The higher the number of homes with underwater mortgages, the greater the probability of more defaults.

In all, 23 percent of U.S. homes with mortgages were underwater at the end of June. Another 2.4 percent of homeowners with a mortgage had less than 5 percent equity in their home, making them more likely to end up underwater if home prices drop further.

The total number of underwater mortgages represent roughly $2.9 trillion in mortgage debt, according to the firm.

Years of falling home values combined with longtime homeowners borrowing against the equity in their home has left millions owing more on their home than its worth.

When a mortgage is underwater, the homeowner often can't qualify for mortgage refinancing and has little recourse but to continue making payments in hopes the property eventually regains its value.

The slide in home prices began stabilizing last year, but prices are expected to continue falling in many markets due to still-high levels of foreclosures and near double-digit unemployment.

That means homes purchased at the height of the real estate boom are unlikely to recover lost value for years.

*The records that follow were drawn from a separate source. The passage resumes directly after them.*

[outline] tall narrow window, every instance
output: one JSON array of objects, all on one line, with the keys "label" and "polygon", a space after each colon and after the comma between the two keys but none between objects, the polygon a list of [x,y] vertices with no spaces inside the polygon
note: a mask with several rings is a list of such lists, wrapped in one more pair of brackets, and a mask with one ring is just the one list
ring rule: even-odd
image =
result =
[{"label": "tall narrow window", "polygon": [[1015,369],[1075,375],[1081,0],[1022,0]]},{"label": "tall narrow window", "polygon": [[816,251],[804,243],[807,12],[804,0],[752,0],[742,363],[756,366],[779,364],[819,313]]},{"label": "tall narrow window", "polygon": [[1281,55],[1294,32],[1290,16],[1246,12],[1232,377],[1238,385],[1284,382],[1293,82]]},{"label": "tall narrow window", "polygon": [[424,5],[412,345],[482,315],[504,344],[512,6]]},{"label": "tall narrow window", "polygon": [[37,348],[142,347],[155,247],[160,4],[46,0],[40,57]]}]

Faced with that situation, homeowners sometimes stop making payments and walk away from their homes in so-called strategic defaults. Others end up losing their homes to foreclosure because of missed payments due to job loss or medical bills.

Underwater mortgages also dampen home sales, because homeowners who might otherwise sell their home refuse to take a loss or can't get the bank to agree to a short sale — when a lender lets a borrower sell their property for less than the amount owed on the mortgage.

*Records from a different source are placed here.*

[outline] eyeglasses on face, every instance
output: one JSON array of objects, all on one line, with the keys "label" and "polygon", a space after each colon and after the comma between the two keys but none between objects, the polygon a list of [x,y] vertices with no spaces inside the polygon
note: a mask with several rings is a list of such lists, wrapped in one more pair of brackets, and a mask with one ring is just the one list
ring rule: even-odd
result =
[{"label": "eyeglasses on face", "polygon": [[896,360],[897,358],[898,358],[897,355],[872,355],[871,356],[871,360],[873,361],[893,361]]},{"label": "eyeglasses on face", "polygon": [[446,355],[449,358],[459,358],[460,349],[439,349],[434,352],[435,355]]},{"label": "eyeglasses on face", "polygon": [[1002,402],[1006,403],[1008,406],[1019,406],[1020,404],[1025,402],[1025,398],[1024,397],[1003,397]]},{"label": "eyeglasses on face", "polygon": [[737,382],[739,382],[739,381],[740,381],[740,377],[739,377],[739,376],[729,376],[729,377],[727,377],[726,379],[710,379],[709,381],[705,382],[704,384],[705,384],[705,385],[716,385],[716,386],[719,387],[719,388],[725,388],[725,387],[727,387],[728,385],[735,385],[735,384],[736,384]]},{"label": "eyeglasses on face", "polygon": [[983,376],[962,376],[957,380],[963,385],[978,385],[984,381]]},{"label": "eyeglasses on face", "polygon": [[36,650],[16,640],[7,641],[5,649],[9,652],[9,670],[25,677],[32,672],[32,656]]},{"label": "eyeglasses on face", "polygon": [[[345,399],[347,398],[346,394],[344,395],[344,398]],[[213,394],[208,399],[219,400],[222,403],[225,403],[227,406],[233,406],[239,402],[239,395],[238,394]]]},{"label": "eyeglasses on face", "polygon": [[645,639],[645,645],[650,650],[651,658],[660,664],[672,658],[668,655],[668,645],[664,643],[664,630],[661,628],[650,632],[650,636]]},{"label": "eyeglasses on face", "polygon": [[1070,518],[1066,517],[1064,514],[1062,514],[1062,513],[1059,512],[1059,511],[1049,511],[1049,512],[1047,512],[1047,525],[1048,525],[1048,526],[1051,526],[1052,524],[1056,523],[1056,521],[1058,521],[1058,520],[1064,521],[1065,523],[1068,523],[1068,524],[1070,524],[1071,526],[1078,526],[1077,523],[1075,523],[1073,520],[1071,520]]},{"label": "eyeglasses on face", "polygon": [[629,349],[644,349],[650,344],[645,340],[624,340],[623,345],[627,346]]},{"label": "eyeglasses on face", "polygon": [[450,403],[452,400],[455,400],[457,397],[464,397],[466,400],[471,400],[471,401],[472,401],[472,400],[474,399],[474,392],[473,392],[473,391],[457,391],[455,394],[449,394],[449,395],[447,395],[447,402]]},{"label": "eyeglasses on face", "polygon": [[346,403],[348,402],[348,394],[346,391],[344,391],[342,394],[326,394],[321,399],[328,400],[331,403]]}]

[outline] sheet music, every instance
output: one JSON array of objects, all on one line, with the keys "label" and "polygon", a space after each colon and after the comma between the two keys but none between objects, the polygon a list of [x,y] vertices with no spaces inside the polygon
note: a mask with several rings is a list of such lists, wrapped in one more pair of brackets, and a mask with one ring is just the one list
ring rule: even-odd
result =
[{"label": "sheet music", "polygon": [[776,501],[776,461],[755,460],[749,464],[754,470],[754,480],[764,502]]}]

Home sales have been weaker in areas where there are a large number of homeowners with negative equity in their home, Khater said.

"Those homeowners can't sell," he said. "They're trapped."

The majority of the underwater mortgages are concentrated in five states: Nevada, Arizona, Florida, Michigan and California, CoreLogic said.

Among those, Nevada had the highest rate at the end of June, with 68 percent of its residential mortgages underwater.

In Arizona, half of the home mortgages were underwater. In Florida, it was 46 percent. In Michigan, the rate was 38 percent, while in California it was 33 percent.